A document may be described as a set of information designed and presented as an individual entity. A publication is one example of a document. It may contain logical subunits such as parts, sections, or chapters; but it is typically created, updated, and presented as a single unit. An electronic document is an electronic representation of a paper document encoded in some machine processable form.
In the world of collaboration on electronic documents, multiple users may have the same or similar views of a shared space, which may include editable electronic documents (or simply documents). In some existing systems, one user may owns the space, and that user is the only one who can perform edits. Other users can share a “chat” window, but that content is serialized based on time of arrival. However, existing systems do not permit multiple users to simultaneously edit an electronic document, e.g., a formatted document or a page descriptor language document, such as a document in a Portable Document Format (PDF).

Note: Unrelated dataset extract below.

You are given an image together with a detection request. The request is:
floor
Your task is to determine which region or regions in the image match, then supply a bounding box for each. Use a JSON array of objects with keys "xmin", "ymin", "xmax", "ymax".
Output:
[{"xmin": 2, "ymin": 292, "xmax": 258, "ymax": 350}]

Documents that require input from multiple sources are common in the creative arena. Some examples include newspapers, magazines, textbooks, and advertising pieces. Conventionally, subparts of a document (e.g., individual book chapters) are separately created and edited by individual authors. These subparts are then placed in a document repository and merged into a final-form document by an editor. The final-form document is then passed around for review and comment, to permit the individual authors to update their pieces. The editor then performs another merge and the cycle continues until all of the authors agree on the final version of the document or until the publication deadline is reached. The merging process described above may be cumbersome and time consuming, especially where multiple authors provided updates to the same portion of the document.